Is technology the key to next-generation KYC?

Digital technologies, AI, and data analytics could provide a more multifaceted view of clients' risk tolerance

Is technology the key to next-generation KYC?

While investors and consumers initially might not be interested in companies owning their data, studies have shown that they’re willing to share their information with financial companies in exchange for access to better offerings. And according to one of the leaders of Capco Canada, a global technology and management consultancy, that same logic can be extended to the world of wealth management.

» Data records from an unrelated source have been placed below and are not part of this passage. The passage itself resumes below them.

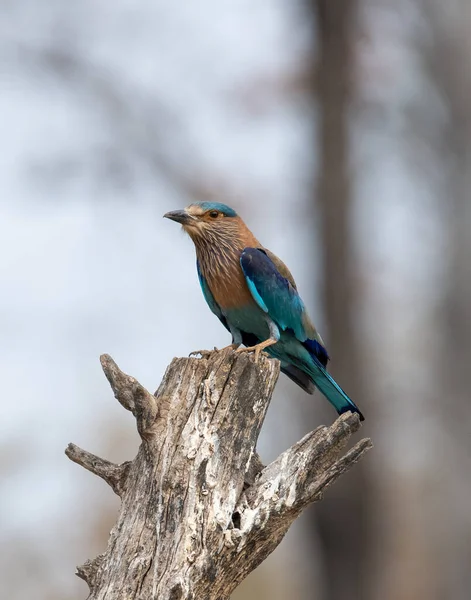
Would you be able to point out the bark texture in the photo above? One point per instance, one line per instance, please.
(199, 511)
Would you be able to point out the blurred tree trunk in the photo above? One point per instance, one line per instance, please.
(342, 522)
(449, 67)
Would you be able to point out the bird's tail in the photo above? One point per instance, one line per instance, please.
(333, 392)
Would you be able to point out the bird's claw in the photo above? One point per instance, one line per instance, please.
(203, 353)
(255, 350)
(207, 353)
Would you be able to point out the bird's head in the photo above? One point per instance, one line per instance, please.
(206, 221)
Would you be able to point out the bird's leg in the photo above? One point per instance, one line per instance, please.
(236, 342)
(232, 346)
(273, 339)
(203, 353)
(258, 348)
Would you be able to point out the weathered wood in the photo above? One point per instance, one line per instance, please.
(198, 510)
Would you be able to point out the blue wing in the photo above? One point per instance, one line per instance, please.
(273, 289)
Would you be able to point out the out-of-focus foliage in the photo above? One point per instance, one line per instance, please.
(352, 166)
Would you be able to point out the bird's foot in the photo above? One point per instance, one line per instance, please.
(203, 353)
(258, 348)
(231, 347)
(207, 353)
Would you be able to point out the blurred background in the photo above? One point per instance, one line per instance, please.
(340, 131)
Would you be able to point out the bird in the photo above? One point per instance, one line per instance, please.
(254, 295)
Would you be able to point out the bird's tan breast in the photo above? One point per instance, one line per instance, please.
(228, 286)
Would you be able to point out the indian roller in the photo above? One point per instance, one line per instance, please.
(255, 297)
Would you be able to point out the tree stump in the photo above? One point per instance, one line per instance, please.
(199, 511)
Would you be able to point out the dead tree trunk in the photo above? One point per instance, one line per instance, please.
(198, 510)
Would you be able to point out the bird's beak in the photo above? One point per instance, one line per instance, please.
(180, 216)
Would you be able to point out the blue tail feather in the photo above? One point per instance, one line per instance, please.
(333, 392)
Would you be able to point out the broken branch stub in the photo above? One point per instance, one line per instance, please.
(198, 510)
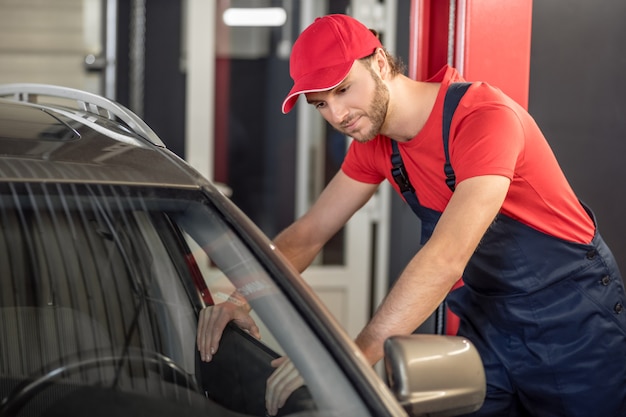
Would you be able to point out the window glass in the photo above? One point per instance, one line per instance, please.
(100, 287)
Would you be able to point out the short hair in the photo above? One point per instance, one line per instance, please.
(395, 63)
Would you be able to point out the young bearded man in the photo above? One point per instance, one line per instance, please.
(542, 295)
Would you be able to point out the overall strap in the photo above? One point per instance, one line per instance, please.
(453, 96)
(400, 176)
(398, 171)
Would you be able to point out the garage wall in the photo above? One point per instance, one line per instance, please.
(578, 97)
(44, 41)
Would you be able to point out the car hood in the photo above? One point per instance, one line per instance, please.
(42, 144)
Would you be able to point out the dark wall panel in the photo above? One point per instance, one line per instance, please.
(578, 97)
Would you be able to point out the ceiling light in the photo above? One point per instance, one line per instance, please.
(261, 16)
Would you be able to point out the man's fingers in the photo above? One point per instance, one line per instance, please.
(281, 384)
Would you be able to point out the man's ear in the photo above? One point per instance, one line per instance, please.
(381, 64)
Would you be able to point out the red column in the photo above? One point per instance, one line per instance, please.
(490, 41)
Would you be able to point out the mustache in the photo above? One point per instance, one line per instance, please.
(347, 121)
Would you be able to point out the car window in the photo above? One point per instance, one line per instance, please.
(100, 288)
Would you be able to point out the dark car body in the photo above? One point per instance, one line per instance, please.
(110, 245)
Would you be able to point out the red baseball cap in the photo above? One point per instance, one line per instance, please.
(324, 52)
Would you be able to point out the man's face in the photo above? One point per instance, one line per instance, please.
(358, 106)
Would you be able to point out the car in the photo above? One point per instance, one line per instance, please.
(111, 245)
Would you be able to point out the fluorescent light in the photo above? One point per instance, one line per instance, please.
(259, 16)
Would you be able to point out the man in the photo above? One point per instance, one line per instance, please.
(543, 296)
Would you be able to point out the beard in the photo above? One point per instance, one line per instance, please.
(376, 113)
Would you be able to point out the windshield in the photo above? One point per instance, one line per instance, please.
(100, 290)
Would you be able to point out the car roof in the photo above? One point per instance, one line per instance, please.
(57, 134)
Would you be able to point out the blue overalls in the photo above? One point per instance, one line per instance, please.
(547, 317)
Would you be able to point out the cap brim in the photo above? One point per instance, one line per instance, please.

“As they stand, know-your-client standards are ill-conceived in the current world,” says Gary Teelucksingh, CEO, Capco Canada. “They no longer fit the original purpose, which was to classify a client's risk so that it can then be matched to financial products or solutions that are commensurate with that risk.”

While know-your-client (KYC) information should be updated regularly, Teelucksingh says the reality is that it doesn’t happen as often as it could. KYC as we know it today also tends to be rigid, constraining clients into one of several defined categories along a single dimension of risk. The fact that it depends so much on a client’s self-assessment of their own tolerance also leads to a slew of potential human errors.

By taking more information about a client’s life into account, advisors and firms can potentially create a richer portrait of a person. Having permissioned access to their clients’ social media accounts, for example, could potentially open a window into their activities and offer insight into their standard of living.

“Having that ability as an advisor will also help you keep up with the one thing the industry is most delinquent on today, which is monitoring your risk tolerance as you get older and your life circumstances change,” Teelucksingh says. 

Advisors can also get more lines of sight into KYC by having access to their clients’ financial data. Credit card transactions, for example, can help advisors gain a better understanding of their clients’ spending and saving habits, as well as the types of risks they’re comfortable taking. Advisors can then take that profile and present it to their client, which can serve as a springboard for dialogue about the elements of their risk.

If done right, digital technology could also potentially help advisors not just see their clients’ financial profile as it pertains to their investment risk tolerance, but also anticipate where they need to be from a broader planning perspective. According to Robert Madej, founder and CEO of Toronto-based wealth-industry focused tech service provider PureFacts Financial Solutions, that’s one of the main types of problems AI technology is built to address.

“AI can be thought of in two main areas. One area is really around looking for errors and aberrations in data, which can help enterprises understand when and where they need to take corrective action,” Madej says. “The other area is around insight. By looking at millions of rows of data, we can make some educated inferences about whether an end-client is going to be getting married in the next year, for example. From there, we can have a rough projection of how many kids they could have in the next five years, at which point their advisor could start raising the possibility of setting up an RESP or college fund for their children.”

While that type of next-level KYC hasn’t been implemented yet, Teelucksingh thinks it’s only a matter of time before artificial intelligence, machine learning, and data analytics technology intersect to make that achievable. However, he believes there will be a much greater challenge when it comes to getting regulators in the financial industry to accept those enhanced profiles. 

“The question becomes, how do you do it when after all that, the regulators will ask whether a client is within category four or five?” he says. “More challenges will present themselves when you’re stuck boiling it down into that format because of how you must approach compliance and prove suitability to the regulators. This is something our team is considering as we work through what the future of KYC could be.”